Das erstaunlichste an diesem Album ist die Realness. Alles was Shirin von sich gibt, glaubt man ihr. Einige Comedians machten sich in der Vergangenheit über ihre Texte lustig, sie würde zu wenig aus ihrem Potential machen, da sie ja eine ziemlich mächtige musikalische Ausbildung genoss. Aber darum geht es bei Shirin Davids Musik nicht. Die Grundaussage ist so einfach wie klar: Ich kann machen was ich will und tue das auch. Es ist schon bitter genug, dass man das als Frau im Jahr 2021 immer noch groß plakatieren muss und nicht als Selbstverständlichkeit angesehen wird. Ja, Shirins Körper mag an einigen Stellen sehr künstlich sein (und das mit dem Blackfacing sollte langsam aber sicher auch abgestellt werden) aber ihre Musik ist real. Ihre Geschichte ist real. Die Umsetzung ist real.

Bitches brauchen Rap hat keine Hänger, alles was man zu hören bekommt, geht in einem Guss. Laas konnte Shirin die nötige Finesse mitgeben, um die Lyrics auf ein neuen Level zu heben. Die Beats orientieren sich an einer der Blüte-Phasen des HipHops und verzichten auf eintönige Trap-Sequenzen. Und Shirin liefert einfach ab. Keine Skipper. Keine Überlänge. Keine unnötigen Experimente. Bars.

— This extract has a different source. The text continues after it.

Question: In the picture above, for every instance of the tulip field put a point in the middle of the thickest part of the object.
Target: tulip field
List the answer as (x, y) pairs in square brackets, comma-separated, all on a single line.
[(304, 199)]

Vieles von diesem Album erinnert an das Debüt von Cardi B. Es tritt dir in die Fresse, lässt dich mit kurzen R&B-Phasen kurz erholen und haut dich dann noch einmal um. Im Gegensatz zu Cardi gibt es aber keinen Track, den man skippen möchte. Sagen wir wie’s ist. All Hail Queen Shirin. Sie stößt die Tür für eine ohnehin schon im Aufwärtstrend befindende Frauen-Rap-Liga auf, die sich wie die männlichen Kollegen ab sofort mit einem Werk wie Bitches brauchen Rap messen lassen muss.